NHS to Use Artificial Intelligence to Detect Cancer in Patients

NHS to Use Artificial Intelligence to Detect Cancer in Patients

The National Health Service (NHS) in the UK is using artificial intelligence to detect cancer in patients. The NHS has collaborated with Intel to create a digital repository containing many thousands of tumor and immune cells.

The aim is to use algorithms to compare new tissue samples to known cancerous cells in the database to help doctors identify cancer more quickly and with greater accuracy.
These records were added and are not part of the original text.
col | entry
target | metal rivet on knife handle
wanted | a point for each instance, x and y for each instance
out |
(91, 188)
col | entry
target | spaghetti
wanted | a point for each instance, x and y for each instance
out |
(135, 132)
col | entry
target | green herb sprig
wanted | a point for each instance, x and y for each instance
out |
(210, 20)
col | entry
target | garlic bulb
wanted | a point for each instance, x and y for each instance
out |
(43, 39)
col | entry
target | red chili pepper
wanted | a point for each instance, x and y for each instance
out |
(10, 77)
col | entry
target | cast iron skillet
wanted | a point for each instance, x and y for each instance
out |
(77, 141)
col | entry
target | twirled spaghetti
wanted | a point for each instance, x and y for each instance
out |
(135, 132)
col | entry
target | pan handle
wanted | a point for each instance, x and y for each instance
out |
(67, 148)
Fast diagnosis of cancer means treatment can start more quickly. The sooner treatment can be started, the greater the probability of success. It is therefore hoped that by using artificial intelligence to detect cancer in patients will result in better patient outcomes, and may help to improve survival rates.

Professor Nasir Rajpoot of the University of Warwick Tissue Image Analytics (TIA) lab is heading the project, with the University Hospitals Coventry & Warwickshire NHS Trust (UHCW) and the Alan Turing Institute also collaborating.

The AI system being used for the project is based on Google’s TensorFlow, with the computing power coming from Intel Xeon processors.

The initial phase of the project will focus on creating a model of cellular distinctions associated with lung cancer. Prof. Rajpoot said one of the main aims of the project is “optimizing our digital pathology image analysis software pipeline and deploying some of the latest cutting-edge technologies developed in our lab for computer-assisted diagnosis and grading of cancer.”

Artificial Intelligence systems are not intended to replace oncologists and physicians, instead they will allow them to make diagnoses much more quickly. AI systems are able to analyze tissue samples much more quickly than humans and can compare the features of those tissues with hundreds of thousands of tissue samples in the AI database. Ultimately, AI systems will be able to perform much of the time-consuming work which will allow physicians and oncologists to use their time more efficiently.